You are viewing a plain text version of this content. The canonical link for it is here.
Posted to dev@lucene.apache.org by "Mike Sokolov (JIRA)" <ji...@apache.org> on 2011/05/24 03:50:47 UTC

[jira] [Commented] (SOLR-1758) schema definition for configuration files

    [ https://issues.apache.org/jira/browse/SOLR-1758?page=com.atlassian.jira.plugin.system.issuetabpanels:comment-tabpanel&focusedCommentId=13038355#comment-13038355 ] 

Mike Sokolov commented on SOLR-1758:
------------------------------------

This was originally reported in the context of DIH, but as the OP said, it applies equally well to all configuration.

The config-validation.patch includes changes to Config that validate all XML configuration files loaded there.  The patch includes a schema with rules for <config/>, <schema>, <solr/>, <elevate/> and <root/> (used in tests).  It could be extended for other files as well.  The change causes Config to look in solr.home for a file called config.xsd.  If found, it is loaded and used to validate whatever configuration file is being loaded.  If a validation error occurs, an exception is raised (and logged? this seemed to be the way it was done before, although it seemed odd to me - I'd have thought exception logging would want to be handled at an outermost layer).

The Solr XML usage seems to be very flexible in practice.  Therefore the schema attempts to allow a fair amount of flexibility: for elements marked as "plugins" in the Wiki documentation, I've allowed pretty much arbitrary child content. The wildcards in the schema are "lax" which means that they allow any element, even unknown elements, but when known elements are found, they are validated against the model in the schema (eg: <str> is not allowed to have any child elements).

All the Solr tests but one pass with the patch, which means that the configuration in the solr example, as well as the various test configurations in solr/src/test-files/solr/conf, are all valid according to the schema.  The exception is one solrconfig.xml with a
luceneMatchVersion=4.0; I think this should LUCENE_40?  The patch also includes one new test of an invalid schema; it probably should have a few more.

However, my knowledge of Solr configuration options is far from encyclopedic - I spent a while with the documentation and examples - and there are almost certainly additional  configuration options out there that are in use and should be accounted for in the "standard" schema, eg some elements that should accept any attribute that don't currently.

In general I expect the schema could be evolved to be looser in some areas, and perhaps, tighter in others.

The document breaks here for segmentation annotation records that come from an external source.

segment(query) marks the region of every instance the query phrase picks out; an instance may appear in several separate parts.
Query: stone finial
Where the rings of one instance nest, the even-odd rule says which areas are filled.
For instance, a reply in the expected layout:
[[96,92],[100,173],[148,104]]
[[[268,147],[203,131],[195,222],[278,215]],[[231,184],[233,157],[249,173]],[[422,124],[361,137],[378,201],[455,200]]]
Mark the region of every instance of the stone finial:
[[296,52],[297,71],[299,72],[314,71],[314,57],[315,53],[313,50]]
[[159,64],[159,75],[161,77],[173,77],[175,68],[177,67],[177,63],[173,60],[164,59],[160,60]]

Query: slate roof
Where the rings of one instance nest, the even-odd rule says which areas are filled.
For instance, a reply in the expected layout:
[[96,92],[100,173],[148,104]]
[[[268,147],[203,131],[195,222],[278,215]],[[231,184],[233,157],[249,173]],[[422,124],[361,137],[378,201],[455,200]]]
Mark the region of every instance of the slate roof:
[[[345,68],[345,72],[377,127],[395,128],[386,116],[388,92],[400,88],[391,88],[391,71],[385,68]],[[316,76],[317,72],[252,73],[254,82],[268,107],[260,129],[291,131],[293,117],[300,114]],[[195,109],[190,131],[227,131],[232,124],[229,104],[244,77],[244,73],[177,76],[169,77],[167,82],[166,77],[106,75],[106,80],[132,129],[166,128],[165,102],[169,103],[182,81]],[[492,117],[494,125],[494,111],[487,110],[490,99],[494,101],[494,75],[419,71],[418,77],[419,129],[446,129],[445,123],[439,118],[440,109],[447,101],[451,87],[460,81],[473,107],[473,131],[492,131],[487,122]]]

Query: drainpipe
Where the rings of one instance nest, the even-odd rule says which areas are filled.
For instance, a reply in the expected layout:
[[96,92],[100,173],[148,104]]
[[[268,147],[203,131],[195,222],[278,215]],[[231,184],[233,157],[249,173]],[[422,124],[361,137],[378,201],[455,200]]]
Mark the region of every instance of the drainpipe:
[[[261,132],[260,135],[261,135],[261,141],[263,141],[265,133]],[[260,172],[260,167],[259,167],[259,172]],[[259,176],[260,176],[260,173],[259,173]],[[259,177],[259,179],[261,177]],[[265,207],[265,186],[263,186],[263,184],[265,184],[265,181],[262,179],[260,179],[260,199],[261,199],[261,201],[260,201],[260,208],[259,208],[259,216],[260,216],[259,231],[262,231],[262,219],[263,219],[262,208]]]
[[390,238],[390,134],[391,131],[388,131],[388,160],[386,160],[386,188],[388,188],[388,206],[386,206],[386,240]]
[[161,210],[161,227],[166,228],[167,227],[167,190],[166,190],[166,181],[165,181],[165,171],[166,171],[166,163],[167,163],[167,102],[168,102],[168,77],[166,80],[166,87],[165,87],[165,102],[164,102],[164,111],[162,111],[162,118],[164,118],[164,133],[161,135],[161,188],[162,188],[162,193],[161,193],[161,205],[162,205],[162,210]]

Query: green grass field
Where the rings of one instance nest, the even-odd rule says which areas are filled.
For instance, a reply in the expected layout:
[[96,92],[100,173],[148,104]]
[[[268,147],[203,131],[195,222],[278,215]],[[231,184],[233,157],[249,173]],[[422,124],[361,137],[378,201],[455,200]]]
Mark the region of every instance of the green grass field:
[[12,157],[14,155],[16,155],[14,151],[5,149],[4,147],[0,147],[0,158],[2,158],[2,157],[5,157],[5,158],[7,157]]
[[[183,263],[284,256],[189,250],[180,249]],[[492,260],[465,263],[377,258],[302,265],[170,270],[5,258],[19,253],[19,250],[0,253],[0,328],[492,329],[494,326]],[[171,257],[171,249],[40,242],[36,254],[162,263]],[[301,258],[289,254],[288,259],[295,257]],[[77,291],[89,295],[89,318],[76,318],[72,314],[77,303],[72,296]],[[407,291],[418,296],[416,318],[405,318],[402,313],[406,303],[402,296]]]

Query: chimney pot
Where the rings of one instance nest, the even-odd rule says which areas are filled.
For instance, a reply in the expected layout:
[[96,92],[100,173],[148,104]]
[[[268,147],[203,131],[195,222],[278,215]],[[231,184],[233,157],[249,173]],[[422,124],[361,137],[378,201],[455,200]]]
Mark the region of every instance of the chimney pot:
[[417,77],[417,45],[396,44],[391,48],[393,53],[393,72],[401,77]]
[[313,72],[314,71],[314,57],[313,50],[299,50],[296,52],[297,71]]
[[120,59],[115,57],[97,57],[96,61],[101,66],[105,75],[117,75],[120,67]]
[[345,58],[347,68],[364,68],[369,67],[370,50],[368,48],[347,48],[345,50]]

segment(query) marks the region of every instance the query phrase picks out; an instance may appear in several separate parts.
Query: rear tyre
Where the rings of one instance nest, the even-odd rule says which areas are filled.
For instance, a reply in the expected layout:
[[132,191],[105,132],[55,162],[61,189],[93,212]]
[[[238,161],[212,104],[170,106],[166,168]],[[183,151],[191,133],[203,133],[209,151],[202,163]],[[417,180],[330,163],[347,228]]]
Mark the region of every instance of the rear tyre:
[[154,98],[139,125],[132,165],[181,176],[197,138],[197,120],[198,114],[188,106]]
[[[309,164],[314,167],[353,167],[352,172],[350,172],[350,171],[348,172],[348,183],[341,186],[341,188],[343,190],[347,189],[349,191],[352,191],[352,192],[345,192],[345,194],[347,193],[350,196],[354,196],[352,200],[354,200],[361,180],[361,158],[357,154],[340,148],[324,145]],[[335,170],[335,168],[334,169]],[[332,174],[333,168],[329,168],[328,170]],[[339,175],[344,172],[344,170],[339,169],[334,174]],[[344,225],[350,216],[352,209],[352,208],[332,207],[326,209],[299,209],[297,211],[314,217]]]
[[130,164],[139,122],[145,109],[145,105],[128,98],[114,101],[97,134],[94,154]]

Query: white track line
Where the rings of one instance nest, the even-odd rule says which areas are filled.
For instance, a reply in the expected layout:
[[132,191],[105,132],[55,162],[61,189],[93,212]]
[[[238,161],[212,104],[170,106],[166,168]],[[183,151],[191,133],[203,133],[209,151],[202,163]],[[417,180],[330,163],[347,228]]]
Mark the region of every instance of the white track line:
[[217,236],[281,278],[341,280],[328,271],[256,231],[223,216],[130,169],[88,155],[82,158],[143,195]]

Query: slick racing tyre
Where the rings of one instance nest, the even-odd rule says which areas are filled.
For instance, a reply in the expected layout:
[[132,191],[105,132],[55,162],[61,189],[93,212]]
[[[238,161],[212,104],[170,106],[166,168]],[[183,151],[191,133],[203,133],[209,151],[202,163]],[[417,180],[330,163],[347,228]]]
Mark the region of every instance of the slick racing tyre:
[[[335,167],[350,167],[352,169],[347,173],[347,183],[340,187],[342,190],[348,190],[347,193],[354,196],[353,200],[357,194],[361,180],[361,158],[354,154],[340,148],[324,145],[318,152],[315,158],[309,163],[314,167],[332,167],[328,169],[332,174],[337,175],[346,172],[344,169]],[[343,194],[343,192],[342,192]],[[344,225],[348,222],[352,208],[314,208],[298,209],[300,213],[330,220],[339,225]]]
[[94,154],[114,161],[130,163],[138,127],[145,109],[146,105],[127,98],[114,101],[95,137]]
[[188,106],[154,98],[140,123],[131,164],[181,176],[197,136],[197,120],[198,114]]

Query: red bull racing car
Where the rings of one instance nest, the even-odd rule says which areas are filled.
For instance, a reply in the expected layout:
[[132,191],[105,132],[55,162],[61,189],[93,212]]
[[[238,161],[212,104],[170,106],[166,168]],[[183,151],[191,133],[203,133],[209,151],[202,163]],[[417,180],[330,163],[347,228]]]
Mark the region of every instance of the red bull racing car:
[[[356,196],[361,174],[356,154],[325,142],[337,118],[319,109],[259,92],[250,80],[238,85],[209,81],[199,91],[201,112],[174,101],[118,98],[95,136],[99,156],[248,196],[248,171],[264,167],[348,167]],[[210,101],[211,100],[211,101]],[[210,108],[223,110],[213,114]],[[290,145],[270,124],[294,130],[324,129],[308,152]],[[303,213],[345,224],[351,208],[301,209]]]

To help with that, I created some ant rules to convert the schema from Relax NG Compact syntax to XML Schema.  I find Relax easier to maintain, but including runtime validation support for Relax would require a large jar to be added to solr.  In this patch is dev-tools/schema; in there is a config.rnc, which is the source schema, and build.xml which compiles config.xsd from that using the trang.jar library and copies it into a few
places in the solr source tree.

Some TODOs:

It might be better to have separate schema files for separate configuration documents - this way the decision to validate could be made on a per-file basis, rather than globally for all configuration.

There is no model for <highlighting> in the schema - it's just a big wildcard right now.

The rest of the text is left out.